BBN also has developed Speech on the Internet technology, which could give a soldier in the field a hands-free means of communicating with remote logistics or other databases.
Voice requests could be fed into a personal digital assistant, for example, which could compress the speech for transmission via radio or other medium at 4 kilobits/sec across the Internet. Recognition processing would occur remotely, and the user "would get an answer back right away," according to the company.
Along these lines, Lucent also has developed a prototype voice-activated World Wide Web browser. This could be used to have Web servers tell users what has been added to Web pages since the last time they've been viewed, said Fred Juang, head of Lucent's Acoustics and Speech Research Department, Murray Hills, N.J.

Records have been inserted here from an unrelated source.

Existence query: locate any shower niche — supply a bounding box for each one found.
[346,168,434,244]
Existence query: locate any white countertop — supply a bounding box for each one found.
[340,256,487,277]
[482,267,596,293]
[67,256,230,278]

Lucent is also working on utterance-verification technology, which "gives the user more freedom in speaking and leads to higher accuracy," Juang said. "The inability to deal with sounds," such as ah, er, ooh, uh, or extraneous noise "causes more errors than other factors."
The "traditional idea of converting sounds into words" is of very limited use in communications, he said.
In an initiative called the Interactive Knowledge Environment Science Applications International Corp. is developing techniques such as verbal data mining and Web searches, said Rod Sheffield, the advanced research programs manager with SAIC in San Diego. Some of these tools could be folded into DARPA's Genoa crisis-management research program.
With Genoa, DARPA aims to build a set of tools that will help White House and agency officials quickly find the information they need to respond to a national or international crisis.
For Genoa, SAIC is providing the "crisis browse" function, which is a type of multilevel multimedia information-gathering process. The agency plans to add voice technology as early as next year, Sheffield said. "They're trying to build interactive briefings that can be funneled up through the chain of command," he said.
Indicative of the increasing maturity of speech recognition, SAIC, under a separate DARPA technology integration project, has developed "application wrappers" for a number of voice-recognition technologies. These wrappers will make it possible to add speech recognition to existing applications in a plug-and-play manner, Sheffield said.
Ultimately DOD would "want to embed speech recognition into every application " he said.
Adams is a free-lance writer based in Alexandria Va.
AT A GLANCE
Status: Voice-recognition technology still has limitations, but improved performance and lower cost have made it more attractive in such areas as voice control of computers.
Issues: Most applications allow only a limited vocabulary, while more advanced software still has problems with accuracy.
Outlook: Good. Industry observers say the technology is advancing quickly, aided both by private- and public-sector research.